Physicians for Human Rights (PHR) has launched a website, IranFreeTheDocs.org, which is collecting signatures on a petition urging the Iranian government to respect the doctors’ basic human rights.
On June 22, security forces detained Arash, holding him overnight at an unknown location. The next morning, they took him home, where they arrested his brother, according to an HRW statement.
The doctors were scheduled to present a case study at the Mexico conference on injection drug use and AIDS in Iran.
The Alaei brothers are pioneering AIDS researchers in Iran, and made the country an unlikely leader in the prevention and treatment of HIV and AIDS.
They played a large role in the creation of Iran’s HIV/AIDS prison programme, said to be one of the best in the region, if not the world. Condoms and syringes are handed out in prisons, making Iran one of only a handful of countries doing so.
“Iran’s HIV/AIDS programme has been acclaimed internationally for seriously addressing the AIDS epidemic,” said Amon.
“To fight AIDS effectively, the government has realised that it must engage in global efforts to combat the disease, work with civil society and confront taboo issues, including sex and drugs. The detention without charges of the Alaei brothers has a chilling effect on all of those efforts.”

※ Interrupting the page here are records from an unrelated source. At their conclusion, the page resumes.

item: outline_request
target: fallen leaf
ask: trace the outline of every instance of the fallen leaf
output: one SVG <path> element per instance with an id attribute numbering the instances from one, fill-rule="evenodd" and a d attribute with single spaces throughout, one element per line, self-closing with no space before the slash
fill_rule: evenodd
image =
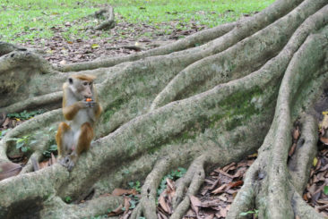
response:
<path id="1" fill-rule="evenodd" d="M 324 129 L 327 129 L 328 128 L 328 114 L 327 114 L 327 111 L 323 112 L 323 114 L 324 114 L 324 119 L 320 122 L 320 127 L 324 128 Z"/>
<path id="2" fill-rule="evenodd" d="M 163 194 L 163 193 L 162 193 Z M 165 198 L 163 195 L 160 195 L 160 198 L 159 198 L 159 204 L 160 206 L 161 206 L 161 208 L 166 212 L 166 213 L 168 213 L 168 214 L 171 214 L 170 212 L 170 209 L 169 207 L 168 206 L 168 204 L 167 202 L 165 201 Z"/>
<path id="3" fill-rule="evenodd" d="M 108 216 L 116 216 L 123 213 L 123 205 L 119 205 L 116 209 L 108 214 Z"/>
<path id="4" fill-rule="evenodd" d="M 213 194 L 222 193 L 222 192 L 224 192 L 226 187 L 227 187 L 227 184 L 223 184 L 220 187 L 219 187 L 218 189 L 216 189 L 215 190 L 211 191 L 211 193 L 213 193 Z"/>
<path id="5" fill-rule="evenodd" d="M 125 211 L 124 215 L 125 215 L 127 214 L 127 212 L 129 211 L 129 208 L 130 208 L 130 206 L 131 206 L 130 201 L 131 201 L 130 198 L 125 197 L 125 206 L 124 206 L 124 208 L 125 208 Z"/>
<path id="6" fill-rule="evenodd" d="M 13 162 L 0 163 L 0 181 L 17 175 L 22 168 L 20 164 Z"/>
<path id="7" fill-rule="evenodd" d="M 228 184 L 225 190 L 229 190 L 231 188 L 234 188 L 234 187 L 242 186 L 243 184 L 244 184 L 243 181 L 231 181 L 230 183 Z"/>
<path id="8" fill-rule="evenodd" d="M 316 157 L 315 157 L 315 159 L 313 160 L 313 166 L 316 166 L 317 163 L 318 163 L 318 159 Z"/>
<path id="9" fill-rule="evenodd" d="M 113 190 L 113 196 L 122 196 L 122 195 L 136 195 L 137 192 L 135 190 L 124 190 L 117 188 Z"/>
<path id="10" fill-rule="evenodd" d="M 290 147 L 289 156 L 292 156 L 294 155 L 296 149 L 296 143 L 294 142 L 293 145 Z"/>
<path id="11" fill-rule="evenodd" d="M 328 138 L 320 137 L 320 141 L 325 145 L 328 145 Z"/>
<path id="12" fill-rule="evenodd" d="M 214 214 L 211 214 L 205 217 L 205 219 L 213 219 L 213 218 L 214 218 Z"/>
<path id="13" fill-rule="evenodd" d="M 92 44 L 91 45 L 91 48 L 95 49 L 95 48 L 99 48 L 99 46 L 98 44 Z"/>
<path id="14" fill-rule="evenodd" d="M 294 142 L 296 142 L 298 138 L 299 138 L 299 135 L 300 135 L 300 131 L 299 131 L 299 127 L 298 125 L 294 129 L 294 131 L 293 131 L 293 140 Z"/>
<path id="15" fill-rule="evenodd" d="M 191 206 L 192 206 L 193 210 L 196 213 L 196 215 L 198 216 L 199 206 L 202 206 L 202 203 L 198 199 L 198 198 L 196 198 L 194 196 L 189 196 L 189 198 L 190 198 L 190 202 L 191 202 Z"/>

Since 1986, the Alaei brothers have worked to integrate prevention and care of HIV/AIDS, sexually transmitted infections and drug-related harm reduction into Iran’s national health care system.
They have worked closely with government and religious leaders to ensure support for education campaigns on HIV transmission, including those targeting youth.
“We urge the government of the Islamic Republic of Iran to release them immediately so that they can continue their important medical and public work for the betterment of the people of Iran and the world,” said PHR chief executive Frank Donaghue.
HRW’s Amon said: “Iran cannot be considered to be making progress (on AIDS) if it is blatantly violating the human rights of two of its most valuable activists in this area.”